I WILL VISIT MY FAMILY WHEN TIME PERMITS. So STFU.


TWO
[fuck. I typed this long winded essay about work TWICE, and had to delete them]

[because I'm refraining myself from talking about work here]

[also just know that I've only been in the company for less than a year, and already received a promotion]

[bear in mind that with that promotion, it lets me skip 2 (possibly 3) positions at one go]

Also, to survive over here, you'd have to be assertive. You cannot bring your Asian ala-takperlah-segan-lah mentality over here or you will be stepped over and over again.

You have to be strong, lobby the shit outta yourself, and be fucking extra at everything that you do. Make your effort recognized. Have no shame. Raise your hand. Speak up. Give opinions. Ask questions regardless of how bodoh you may sound. Volunteer to lead. Take responsibility if you fuck up. Take the initiative to improve yourself. Don't be lazy. Take no shit from people if they throw you shit.

Oh that reminds me of a story. Someone was spewing shit story about how I refused to help out blah blah.

The fuck?

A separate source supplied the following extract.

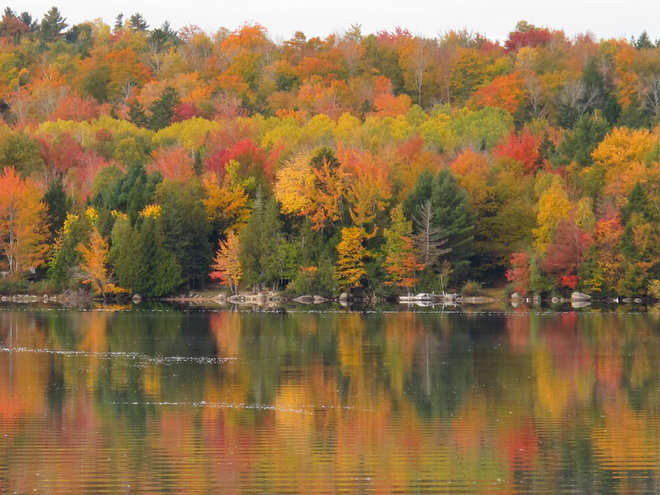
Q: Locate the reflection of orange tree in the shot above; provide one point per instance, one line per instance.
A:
(23, 385)
(94, 341)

I didn't receive any notification nor any email about that, so I had to clue.

I had to clear my name out. I went to the manager explaining my situation.

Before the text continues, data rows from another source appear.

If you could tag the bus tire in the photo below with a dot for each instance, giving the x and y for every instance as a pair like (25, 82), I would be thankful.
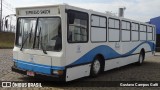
(141, 58)
(95, 67)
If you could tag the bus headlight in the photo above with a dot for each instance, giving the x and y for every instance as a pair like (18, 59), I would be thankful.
(14, 64)
(57, 72)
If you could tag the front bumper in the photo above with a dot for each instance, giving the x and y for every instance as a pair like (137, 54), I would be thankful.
(40, 75)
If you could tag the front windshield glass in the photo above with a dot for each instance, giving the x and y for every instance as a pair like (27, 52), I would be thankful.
(47, 35)
(26, 30)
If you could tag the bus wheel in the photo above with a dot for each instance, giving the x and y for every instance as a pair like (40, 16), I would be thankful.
(95, 67)
(141, 58)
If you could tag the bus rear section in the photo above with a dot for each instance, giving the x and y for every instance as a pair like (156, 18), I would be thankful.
(38, 49)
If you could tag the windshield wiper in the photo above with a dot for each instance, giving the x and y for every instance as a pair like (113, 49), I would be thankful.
(26, 37)
(44, 51)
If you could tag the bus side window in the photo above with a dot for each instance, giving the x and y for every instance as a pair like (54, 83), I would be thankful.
(77, 27)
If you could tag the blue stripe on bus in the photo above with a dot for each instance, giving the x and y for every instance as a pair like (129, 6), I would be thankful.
(46, 69)
(107, 52)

I will not take any shit being thrown at me.  I will own up my own mistakes.


THREE
I no longer consider Malaysia my home.

Stop saying I should go home.

Home is where I make it. And I'm making my home here.

I hate Malaysia's politics, I hate US' politics too.
But I especially hate Malaysia's politics.

I also hate how racist and double standard Malaysians are.
If you follow me on FB, then you'd know how deeply invested I am on certain topics.
I'm not going to reiterate them here.
My fingers are getting tired.


FOUR
I have no shame to admit that I'm beginning to forget certain words in BM. Most of the times its one of those bahasa pasar/bahasa rempit. I'd sometimes find myself using google translate.

To my defense, I hardly speak BM anymore. Who am I going to speak BM with?? Don only knows 3% of the language (best case). I have no Malaysian friends here. I hardly speak BM on my FB anymore (to appease my husband and his side of the family).

Also, don't fucking tell me that I've "forgotten my roots". As far as I know "cuwiee" or "bezs" are not in the fucking dictionary.




FIVE
I'm starving.

Rasa nak goreng ayam pulak. Makan dengan kicap ABC dan cili padi.

Ok bai.

Also, I have no cili padi here.
Jalapeno dan habenero berlambak lah.